Figure 3: Interior of a manned high-potent isolator.
For a CDMO environment, this combination of dry processing and containment is particularly useful. Technical teams can evaluate wet and dry routes in parallel, then select the approach that best balances stability, manufacturability and occupational safety. In practice, roller compaction is often a strong candidate when the API is moisture-sensitive, when the formulation is poorly flowing or when exposure control is a central design constraint. Its value is therefore not limited to one narrow class of products; it sits at the
intersection of formulation science, process engineering and industrial hygiene.
DEVELOPMENT IMPLICATIONS
From a formulation standpoint, one of the most important development questions is whether the material will tolerate the stress of densification without losing its ability to form a strong final tablet. Some excipients and APIs respond well to roller compaction, while others show strain hardening that can reduce compactibility upon recompression. This is why development work should not stop at making acceptable granules. Teams need to link ribbon density, granule size distribution and the proportion of fines to downstream tableting properties, such as hardness, friability, disintegration and dissolution. The roller compaction step has to be judged in terms of the final dosage form, not just the intermediate granule.

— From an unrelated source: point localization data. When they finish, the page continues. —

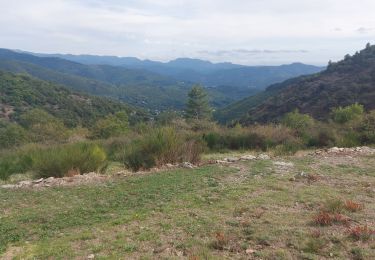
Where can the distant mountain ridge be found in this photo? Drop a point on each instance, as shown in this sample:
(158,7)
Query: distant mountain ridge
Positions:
(20,93)
(343,83)
(203,72)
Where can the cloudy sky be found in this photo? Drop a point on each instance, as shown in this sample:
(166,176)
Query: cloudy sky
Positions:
(250,32)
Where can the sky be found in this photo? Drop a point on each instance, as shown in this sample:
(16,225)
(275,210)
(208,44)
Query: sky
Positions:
(250,32)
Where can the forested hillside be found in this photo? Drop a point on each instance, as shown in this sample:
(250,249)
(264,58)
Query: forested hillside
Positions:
(134,86)
(204,72)
(343,83)
(22,93)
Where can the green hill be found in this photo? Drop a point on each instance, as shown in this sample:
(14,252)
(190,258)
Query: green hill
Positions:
(343,83)
(134,86)
(20,93)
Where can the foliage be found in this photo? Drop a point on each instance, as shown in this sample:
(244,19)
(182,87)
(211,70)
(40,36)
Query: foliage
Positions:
(21,93)
(341,84)
(57,161)
(43,127)
(111,125)
(14,162)
(161,146)
(346,114)
(198,107)
(11,135)
(297,121)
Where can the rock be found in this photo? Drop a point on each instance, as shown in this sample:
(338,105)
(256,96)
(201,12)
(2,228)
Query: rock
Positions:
(284,164)
(38,181)
(231,159)
(221,162)
(49,180)
(247,158)
(8,186)
(334,150)
(187,165)
(263,157)
(250,251)
(24,183)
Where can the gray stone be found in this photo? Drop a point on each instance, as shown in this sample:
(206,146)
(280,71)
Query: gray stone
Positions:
(247,158)
(263,157)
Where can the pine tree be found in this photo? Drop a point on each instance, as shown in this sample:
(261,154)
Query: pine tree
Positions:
(198,106)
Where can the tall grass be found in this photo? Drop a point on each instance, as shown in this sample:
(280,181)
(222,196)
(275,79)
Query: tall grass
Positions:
(58,161)
(161,146)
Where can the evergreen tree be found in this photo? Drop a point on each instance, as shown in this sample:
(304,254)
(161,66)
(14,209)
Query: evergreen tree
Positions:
(198,106)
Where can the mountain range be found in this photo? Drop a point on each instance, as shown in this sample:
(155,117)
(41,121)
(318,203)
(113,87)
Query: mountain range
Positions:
(21,93)
(150,85)
(203,72)
(343,83)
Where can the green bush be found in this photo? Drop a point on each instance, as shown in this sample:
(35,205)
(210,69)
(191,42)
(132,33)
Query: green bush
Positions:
(11,135)
(57,161)
(13,163)
(161,146)
(112,125)
(346,114)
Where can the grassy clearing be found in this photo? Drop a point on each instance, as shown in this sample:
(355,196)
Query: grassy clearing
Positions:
(248,209)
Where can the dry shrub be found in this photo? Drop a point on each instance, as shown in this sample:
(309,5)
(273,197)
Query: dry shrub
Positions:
(363,233)
(313,177)
(316,233)
(323,219)
(327,219)
(334,206)
(353,206)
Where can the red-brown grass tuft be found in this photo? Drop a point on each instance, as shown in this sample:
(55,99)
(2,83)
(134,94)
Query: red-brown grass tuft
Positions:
(220,242)
(353,206)
(362,233)
(327,219)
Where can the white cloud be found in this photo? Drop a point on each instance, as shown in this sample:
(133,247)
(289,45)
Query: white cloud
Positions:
(166,29)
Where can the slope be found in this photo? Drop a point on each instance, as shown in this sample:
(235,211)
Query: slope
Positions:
(204,72)
(343,83)
(134,86)
(20,93)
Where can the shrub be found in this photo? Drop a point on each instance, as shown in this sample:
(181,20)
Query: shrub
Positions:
(346,114)
(11,135)
(112,125)
(12,163)
(58,161)
(353,206)
(161,146)
(43,127)
(297,121)
(327,219)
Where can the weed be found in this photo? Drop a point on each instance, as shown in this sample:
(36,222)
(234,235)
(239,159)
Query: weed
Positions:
(59,161)
(314,245)
(334,206)
(220,242)
(363,233)
(327,219)
(353,206)
(357,253)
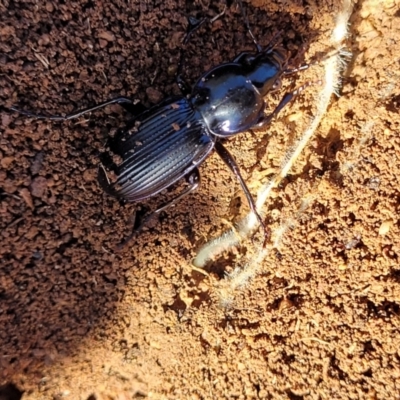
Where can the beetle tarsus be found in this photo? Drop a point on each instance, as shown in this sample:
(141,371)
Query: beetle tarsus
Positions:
(129,104)
(232,165)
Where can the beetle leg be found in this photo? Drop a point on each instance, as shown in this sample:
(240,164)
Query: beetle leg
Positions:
(125,102)
(287,98)
(247,26)
(231,163)
(193,25)
(193,179)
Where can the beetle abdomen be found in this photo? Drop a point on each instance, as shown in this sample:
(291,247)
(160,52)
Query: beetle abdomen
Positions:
(156,149)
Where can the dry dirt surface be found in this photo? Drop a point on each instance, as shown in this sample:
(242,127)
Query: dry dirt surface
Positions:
(80,320)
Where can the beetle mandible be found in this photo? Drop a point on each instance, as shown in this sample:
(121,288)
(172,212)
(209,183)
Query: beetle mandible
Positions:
(169,141)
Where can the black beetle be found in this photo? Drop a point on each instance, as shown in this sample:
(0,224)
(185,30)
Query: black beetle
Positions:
(169,141)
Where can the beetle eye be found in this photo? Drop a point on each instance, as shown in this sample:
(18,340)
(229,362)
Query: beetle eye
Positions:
(276,86)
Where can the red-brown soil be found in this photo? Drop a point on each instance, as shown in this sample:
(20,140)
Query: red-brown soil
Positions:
(79,320)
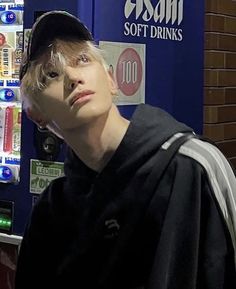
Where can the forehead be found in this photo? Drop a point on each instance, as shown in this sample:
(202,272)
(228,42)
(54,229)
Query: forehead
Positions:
(68,49)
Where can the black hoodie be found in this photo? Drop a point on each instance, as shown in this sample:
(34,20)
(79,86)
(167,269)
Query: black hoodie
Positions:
(103,231)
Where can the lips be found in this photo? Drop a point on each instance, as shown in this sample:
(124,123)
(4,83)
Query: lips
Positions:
(81,97)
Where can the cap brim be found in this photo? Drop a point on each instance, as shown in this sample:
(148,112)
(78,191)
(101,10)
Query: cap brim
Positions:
(55,25)
(50,26)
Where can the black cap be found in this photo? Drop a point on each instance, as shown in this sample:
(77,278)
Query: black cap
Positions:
(49,26)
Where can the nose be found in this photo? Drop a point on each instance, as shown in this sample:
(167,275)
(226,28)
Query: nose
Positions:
(73,77)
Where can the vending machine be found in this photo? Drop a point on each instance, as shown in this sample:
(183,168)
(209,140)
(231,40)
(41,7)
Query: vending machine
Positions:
(154,49)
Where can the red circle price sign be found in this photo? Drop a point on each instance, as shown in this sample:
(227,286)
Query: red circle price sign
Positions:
(129,72)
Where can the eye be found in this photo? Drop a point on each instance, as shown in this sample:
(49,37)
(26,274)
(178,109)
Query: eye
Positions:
(52,74)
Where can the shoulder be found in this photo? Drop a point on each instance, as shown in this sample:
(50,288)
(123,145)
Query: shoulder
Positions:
(220,177)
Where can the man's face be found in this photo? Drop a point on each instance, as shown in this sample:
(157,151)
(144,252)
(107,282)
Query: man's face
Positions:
(79,95)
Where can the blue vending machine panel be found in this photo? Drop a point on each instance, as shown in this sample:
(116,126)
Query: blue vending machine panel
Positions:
(23,191)
(155,48)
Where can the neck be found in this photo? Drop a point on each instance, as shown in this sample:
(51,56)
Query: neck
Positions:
(95,143)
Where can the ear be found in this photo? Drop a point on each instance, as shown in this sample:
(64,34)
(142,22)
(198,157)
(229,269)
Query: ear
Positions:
(112,83)
(36,117)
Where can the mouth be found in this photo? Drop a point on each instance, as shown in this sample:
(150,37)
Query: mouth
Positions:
(81,97)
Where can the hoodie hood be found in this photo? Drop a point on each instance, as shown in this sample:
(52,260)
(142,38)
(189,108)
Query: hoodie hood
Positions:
(149,128)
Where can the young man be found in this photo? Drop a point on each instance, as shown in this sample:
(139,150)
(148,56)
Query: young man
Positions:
(105,225)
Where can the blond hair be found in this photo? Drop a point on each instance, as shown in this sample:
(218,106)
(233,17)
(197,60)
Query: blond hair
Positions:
(57,55)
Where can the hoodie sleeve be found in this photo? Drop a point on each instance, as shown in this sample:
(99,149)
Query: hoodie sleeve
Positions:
(195,249)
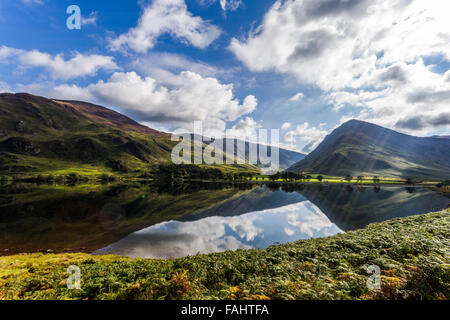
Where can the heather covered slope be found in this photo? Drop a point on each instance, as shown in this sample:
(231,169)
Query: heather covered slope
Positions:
(412,254)
(52,137)
(361,148)
(40,135)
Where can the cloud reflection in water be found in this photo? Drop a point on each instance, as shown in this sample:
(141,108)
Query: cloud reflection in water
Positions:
(258,229)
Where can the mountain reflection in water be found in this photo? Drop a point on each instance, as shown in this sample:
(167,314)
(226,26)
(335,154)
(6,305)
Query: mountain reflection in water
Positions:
(144,220)
(258,229)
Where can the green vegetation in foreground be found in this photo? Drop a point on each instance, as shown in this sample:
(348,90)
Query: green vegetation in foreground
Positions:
(412,253)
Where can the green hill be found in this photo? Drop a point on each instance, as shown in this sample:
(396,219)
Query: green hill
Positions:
(40,135)
(361,148)
(47,136)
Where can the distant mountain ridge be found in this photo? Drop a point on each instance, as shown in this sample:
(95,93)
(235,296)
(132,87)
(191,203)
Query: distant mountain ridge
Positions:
(40,135)
(362,148)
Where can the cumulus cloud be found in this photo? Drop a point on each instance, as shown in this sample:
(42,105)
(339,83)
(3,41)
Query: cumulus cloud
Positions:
(90,19)
(190,97)
(299,96)
(77,66)
(231,5)
(163,66)
(171,17)
(367,54)
(304,138)
(30,2)
(286,126)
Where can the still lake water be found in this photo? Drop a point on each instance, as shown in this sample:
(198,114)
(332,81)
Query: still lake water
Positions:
(154,222)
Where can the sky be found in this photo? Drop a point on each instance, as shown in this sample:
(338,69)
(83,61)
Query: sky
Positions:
(301,66)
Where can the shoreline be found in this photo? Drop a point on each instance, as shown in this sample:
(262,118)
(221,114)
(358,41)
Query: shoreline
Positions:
(410,252)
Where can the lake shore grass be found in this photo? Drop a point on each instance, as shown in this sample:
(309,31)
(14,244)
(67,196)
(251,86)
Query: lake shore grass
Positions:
(412,254)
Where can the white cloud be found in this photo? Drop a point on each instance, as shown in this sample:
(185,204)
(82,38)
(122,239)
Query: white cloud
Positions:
(90,19)
(189,98)
(163,66)
(166,16)
(299,96)
(231,5)
(286,126)
(304,138)
(78,66)
(367,54)
(31,2)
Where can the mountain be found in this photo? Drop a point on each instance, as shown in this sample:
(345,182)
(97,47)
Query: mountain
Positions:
(49,136)
(361,148)
(41,135)
(286,157)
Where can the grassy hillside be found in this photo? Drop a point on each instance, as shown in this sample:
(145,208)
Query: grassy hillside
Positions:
(40,135)
(361,148)
(412,254)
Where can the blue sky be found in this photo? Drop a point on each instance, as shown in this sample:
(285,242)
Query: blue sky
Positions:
(303,66)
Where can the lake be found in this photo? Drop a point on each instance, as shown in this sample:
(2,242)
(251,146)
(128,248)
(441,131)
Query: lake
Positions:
(142,220)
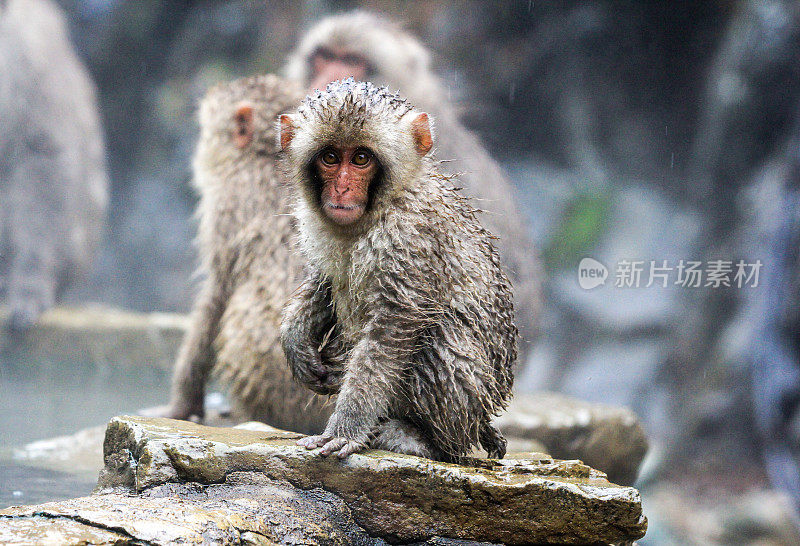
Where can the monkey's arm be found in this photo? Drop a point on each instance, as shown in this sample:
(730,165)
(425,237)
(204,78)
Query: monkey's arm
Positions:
(196,355)
(374,369)
(307,324)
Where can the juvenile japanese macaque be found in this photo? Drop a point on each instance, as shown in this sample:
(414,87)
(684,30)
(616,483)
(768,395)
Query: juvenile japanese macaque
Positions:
(249,260)
(53,185)
(404,287)
(368,47)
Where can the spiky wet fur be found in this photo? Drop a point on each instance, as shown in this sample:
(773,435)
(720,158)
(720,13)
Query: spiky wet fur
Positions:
(250,265)
(419,300)
(401,62)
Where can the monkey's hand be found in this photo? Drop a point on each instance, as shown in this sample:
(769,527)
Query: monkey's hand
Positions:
(312,372)
(342,446)
(493,442)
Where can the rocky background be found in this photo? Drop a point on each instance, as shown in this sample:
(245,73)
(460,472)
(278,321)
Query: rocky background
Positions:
(633,130)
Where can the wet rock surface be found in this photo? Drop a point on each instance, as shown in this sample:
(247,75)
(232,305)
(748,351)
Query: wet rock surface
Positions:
(396,497)
(248,508)
(608,438)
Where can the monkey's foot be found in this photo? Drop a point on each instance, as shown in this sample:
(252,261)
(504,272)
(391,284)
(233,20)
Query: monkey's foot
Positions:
(342,446)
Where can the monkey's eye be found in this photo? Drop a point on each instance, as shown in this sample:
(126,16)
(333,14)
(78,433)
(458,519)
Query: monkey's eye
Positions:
(329,157)
(361,158)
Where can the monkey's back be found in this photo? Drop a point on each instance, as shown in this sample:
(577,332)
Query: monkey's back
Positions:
(247,235)
(438,268)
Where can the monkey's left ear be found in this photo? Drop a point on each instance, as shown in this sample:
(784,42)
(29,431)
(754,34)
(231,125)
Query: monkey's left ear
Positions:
(243,118)
(421,131)
(287,131)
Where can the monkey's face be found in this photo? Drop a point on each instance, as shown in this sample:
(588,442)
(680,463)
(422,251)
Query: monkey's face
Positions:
(328,64)
(350,150)
(345,176)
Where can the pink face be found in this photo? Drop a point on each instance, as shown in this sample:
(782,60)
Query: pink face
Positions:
(328,65)
(346,175)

A technically sound development programme therefore begins with material characterisation and route selection. If direct compression is not viable and wet granulation carries unacceptable stability risks, roller compaction becomes an obvious route to evaluate. Initial studies should establish feasible ranges for compaction force, gap and speed, while also screening excipient systems that support both ribbon formation and downstream compression. As the process matures, the focus should shift towards defining a robust design space, supported where possible by in-process measurements and a control strategy proportionate to the product risk.
LOOKING AHEAD
Against the scale of today’s OSD market, even a modest proportion of products requiring dry granulation translates into a significant technical opportunity. Precise global penetration data for dry granulation are limited in the public domain, but the available technical literature consistently positions roller compaction as the predominant pharmaceutical dry granulation method and a preferred option for moisture- and heat-sensitive products, as well as products oriented towards continuous manufacturing. This makes it highly relevant not as a niche equipment option but as an advanced manufacturing capability within the much broader and still expanding OSD sector.
“AS OSD PRODUCTS CONTINUE TO DOMINATE THE PHARMACEUTICAL LANDSCAPE, ROLLER COMPACTION IS LIKELY TO REMAIN AN ESSENTIAL OPTION IN THE DEVELOPMENT TOOLKIT, PARTICULARLY FOR FORMULATIONS THAT CHALLENGE CONVENTIONAL WET PROCESSING ROUTES.”
For pharmaceutical scientists and engineers, the significance of roller compaction lies in the combination of practicality and strategic fit. It improves powder handling, avoids liquid addition, supports containment and lends itself to continuous processing, which can be scaled successfully when appropriately developed. As OSD products continue to dominate the pharmaceutical landscape, roller compaction is likely to remain an essential option in the development toolkit, particularly for formulations that challenge conventional wet processing routes.
REFERENCES
- “Oral Solid Dosage Manufacturing Market”. Market Report, Roots Analysis, 2026.
- Wahlich J, “Review: Continuous Manufacturing of Small Molecule Solid Oral Dosage Forms”. Pharmaceutics, 2021, Vol 13(8), art 1311.